When last Matz visited the mound in Cincinnati, he was comfy and cruising through one of his best starts as a Cardinal.

And then he had to field a grounder.

In the sixth inning of a game last July that he would win and during which he had seven strikeouts, Matz buckled his knee leaving the mound and chasing after an out. The lefty tore a ligament in his left knee and missed several months, returning late in the season as a reliever. That game, on July 23 at Great American Ball Park, was Matz’s last win as a starter, and the ongoing search for the performance that will earn him one could yet take a detour into the bullpen.

Matz committed so many of the Cardinals sins in the first inning to put him and his teammates behind early, but also by a lot.

Matz walked the leadoff hitter. He allowed a series of two-strike hits. And he also wasn’t efficient, needing 32 pitches to navigate through eight batters before getting a third out. The Reds took a 4-0 lead in the first inning by launching from that leadoff walk to four more hits, including a double. An error in right field allowed the Reds to take an extra base so that cleanup hitter Tyler Stephenson’s single scored two runs.

The game Wednesday was Matz’s 10th of the season, 10th since injuring his knee, and 10th without a win since that previous game in Cincinnati.

He spent the entire of the evening ducking around bases hits. In four innings, Matz allowed a season-high 11, and he matched a season-high for runs allowed with six. Only the second inning of the game did not feature a run against Matz, and even when he appeared to have an out, he gave up a run.
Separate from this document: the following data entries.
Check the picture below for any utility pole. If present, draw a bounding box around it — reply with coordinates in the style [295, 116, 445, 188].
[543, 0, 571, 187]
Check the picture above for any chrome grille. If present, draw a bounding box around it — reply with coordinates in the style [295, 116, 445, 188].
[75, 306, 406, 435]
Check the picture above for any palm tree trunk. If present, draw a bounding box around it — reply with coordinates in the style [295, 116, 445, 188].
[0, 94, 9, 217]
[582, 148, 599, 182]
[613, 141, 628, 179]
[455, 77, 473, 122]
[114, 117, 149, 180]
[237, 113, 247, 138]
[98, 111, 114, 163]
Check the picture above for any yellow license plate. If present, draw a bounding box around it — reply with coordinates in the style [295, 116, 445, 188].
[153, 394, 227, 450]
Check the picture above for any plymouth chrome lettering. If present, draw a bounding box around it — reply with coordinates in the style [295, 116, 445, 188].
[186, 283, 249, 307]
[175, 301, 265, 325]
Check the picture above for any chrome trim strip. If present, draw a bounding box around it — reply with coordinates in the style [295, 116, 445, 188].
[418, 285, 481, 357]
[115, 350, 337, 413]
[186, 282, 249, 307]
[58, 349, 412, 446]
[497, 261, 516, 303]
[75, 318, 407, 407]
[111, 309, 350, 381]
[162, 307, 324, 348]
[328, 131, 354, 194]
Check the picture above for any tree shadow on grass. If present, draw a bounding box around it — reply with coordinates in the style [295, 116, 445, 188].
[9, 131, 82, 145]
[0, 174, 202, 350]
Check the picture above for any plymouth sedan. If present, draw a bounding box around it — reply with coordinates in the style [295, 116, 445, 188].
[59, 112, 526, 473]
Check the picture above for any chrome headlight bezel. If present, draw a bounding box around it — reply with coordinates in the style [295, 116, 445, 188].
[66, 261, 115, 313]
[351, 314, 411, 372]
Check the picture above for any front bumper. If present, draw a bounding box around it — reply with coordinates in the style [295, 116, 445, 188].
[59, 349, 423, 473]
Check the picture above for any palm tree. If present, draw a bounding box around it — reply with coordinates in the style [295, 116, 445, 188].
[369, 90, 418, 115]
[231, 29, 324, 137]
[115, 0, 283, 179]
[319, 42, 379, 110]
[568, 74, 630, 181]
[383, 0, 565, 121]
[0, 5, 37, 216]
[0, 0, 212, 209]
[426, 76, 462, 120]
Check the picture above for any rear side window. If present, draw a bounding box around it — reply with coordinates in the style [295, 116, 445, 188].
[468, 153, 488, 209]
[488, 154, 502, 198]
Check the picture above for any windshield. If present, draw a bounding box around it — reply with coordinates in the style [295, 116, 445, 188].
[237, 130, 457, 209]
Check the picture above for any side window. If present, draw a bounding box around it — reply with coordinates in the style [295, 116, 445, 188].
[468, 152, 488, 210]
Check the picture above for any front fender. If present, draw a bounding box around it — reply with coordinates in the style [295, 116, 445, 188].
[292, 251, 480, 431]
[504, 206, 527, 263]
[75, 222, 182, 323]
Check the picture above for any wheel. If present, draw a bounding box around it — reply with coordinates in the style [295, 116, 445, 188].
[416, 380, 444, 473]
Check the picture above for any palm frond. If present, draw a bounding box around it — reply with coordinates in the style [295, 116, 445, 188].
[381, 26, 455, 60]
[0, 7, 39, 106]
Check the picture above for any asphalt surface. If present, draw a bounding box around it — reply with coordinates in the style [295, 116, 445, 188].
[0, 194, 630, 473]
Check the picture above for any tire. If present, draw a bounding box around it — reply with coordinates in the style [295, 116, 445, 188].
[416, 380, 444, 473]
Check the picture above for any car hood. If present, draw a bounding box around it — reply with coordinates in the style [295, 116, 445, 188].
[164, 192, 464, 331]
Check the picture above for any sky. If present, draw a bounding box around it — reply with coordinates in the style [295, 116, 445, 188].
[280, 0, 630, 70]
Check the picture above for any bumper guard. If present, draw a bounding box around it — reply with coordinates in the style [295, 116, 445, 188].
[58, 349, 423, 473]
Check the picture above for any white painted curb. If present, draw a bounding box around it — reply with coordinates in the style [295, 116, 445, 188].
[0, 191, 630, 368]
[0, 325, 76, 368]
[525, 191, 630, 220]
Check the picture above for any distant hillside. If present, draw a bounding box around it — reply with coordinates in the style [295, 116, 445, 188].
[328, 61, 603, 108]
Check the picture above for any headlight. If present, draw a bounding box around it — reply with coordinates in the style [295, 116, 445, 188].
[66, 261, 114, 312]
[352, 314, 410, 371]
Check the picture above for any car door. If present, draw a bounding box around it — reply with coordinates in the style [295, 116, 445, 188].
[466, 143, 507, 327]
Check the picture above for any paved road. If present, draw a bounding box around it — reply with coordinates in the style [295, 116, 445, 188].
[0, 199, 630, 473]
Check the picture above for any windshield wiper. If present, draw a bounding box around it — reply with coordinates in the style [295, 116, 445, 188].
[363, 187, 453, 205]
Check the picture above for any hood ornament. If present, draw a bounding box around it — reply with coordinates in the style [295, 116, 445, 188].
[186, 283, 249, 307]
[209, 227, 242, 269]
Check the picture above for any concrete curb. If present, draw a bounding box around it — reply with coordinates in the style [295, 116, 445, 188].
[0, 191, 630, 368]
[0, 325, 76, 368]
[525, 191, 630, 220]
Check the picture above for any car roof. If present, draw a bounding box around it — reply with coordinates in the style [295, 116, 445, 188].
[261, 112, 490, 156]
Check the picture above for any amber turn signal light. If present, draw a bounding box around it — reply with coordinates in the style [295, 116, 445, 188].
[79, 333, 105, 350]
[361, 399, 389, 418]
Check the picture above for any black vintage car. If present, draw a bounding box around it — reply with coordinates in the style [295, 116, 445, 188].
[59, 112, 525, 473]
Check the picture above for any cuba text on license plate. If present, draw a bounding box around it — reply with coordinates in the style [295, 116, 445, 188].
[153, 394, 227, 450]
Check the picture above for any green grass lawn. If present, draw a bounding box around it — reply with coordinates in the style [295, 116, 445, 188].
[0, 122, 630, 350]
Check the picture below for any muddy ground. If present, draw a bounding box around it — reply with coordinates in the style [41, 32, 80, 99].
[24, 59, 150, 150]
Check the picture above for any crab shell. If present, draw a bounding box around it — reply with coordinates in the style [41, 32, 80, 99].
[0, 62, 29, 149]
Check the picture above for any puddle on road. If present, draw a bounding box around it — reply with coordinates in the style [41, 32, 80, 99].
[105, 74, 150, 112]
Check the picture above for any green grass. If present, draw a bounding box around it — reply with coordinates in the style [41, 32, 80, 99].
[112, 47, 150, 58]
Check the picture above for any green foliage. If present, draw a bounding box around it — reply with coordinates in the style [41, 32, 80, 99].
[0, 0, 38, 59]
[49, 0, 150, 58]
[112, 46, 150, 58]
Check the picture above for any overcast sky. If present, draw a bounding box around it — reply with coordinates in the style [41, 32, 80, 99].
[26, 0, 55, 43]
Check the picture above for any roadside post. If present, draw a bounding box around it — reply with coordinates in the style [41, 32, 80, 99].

In the fourth inning, a difficult night for right fielder Oscar Mercado nadired when a ball went in and out of his glove and over the wall for a home run. Had he missed ball entirely it likely would have caromed off the wall for a double.

Instead he tipped it, like a quality set at the net in volleyball.

Matt McLain’s homer was just the spike on Matz’s start.

Cardinals power up, don’t catch up

The Cardinals were down by five runs before they got their first run.

And even then they came marching in single file.

Brendan Donovan hit a solo homer to lead off the fourth inning, and Lars Nootbaar followed with leadoff homer to start the fifth inning.

The Cardinals left runners scattered all over the opening frames of the game. In the first, two Cardinals reached base only to be stranded there. And in the second, the first two batters of the inning reached before Lively retired the next three consecutive without a ball getting past the dirt of the infield.

A streak continues; so does a slump

In the third inning, Nolan Gorman singled and extended his hitting streak to 14 games, the longest of his career and longest by a Cardinal so far this season. Gorman did not get past first base, however, when Lively zipped through two strikeouts.

The one to end the inning prolonged a skid.

Willson Contreras entered the game on a zero-for-18 slump, and by the end of the sixth inning that had reached zero-for-21. It would stay there when, in the eighth inning, the Cardinals pinch-hit Tres Barrera for Contreras.

Contreras has one hit since his two-homer game against the Los Angeles Dodgers, and that game only masks a far longer funk for the catcher. One of the unstated reasons for the Cardinals decision to remove Contreras from catcher – however briefly – was to alleviate the stress behind the plate so that he might get some relief at the plate. It worked, for a day. Contreras, at designated hitter, had a blast in that first game back at Wrigley Field, egging on the crowd and drawing his teammates into the fray with two hits and two RBIs to help the Cardinals win, 3-1. But since, he’s struggled – batting .143 (eight-for-56) with 16 strikeouts.

Gorman, the National League Player of the Week, traces his hitting streak back to that same game at Wrigley Field, the pivot of the month of the Cardinals. In his 14 games since, Gorman is 19-for-49 (.388) with 10 extra-base hits and more RBIs (16) than strikeouts (12).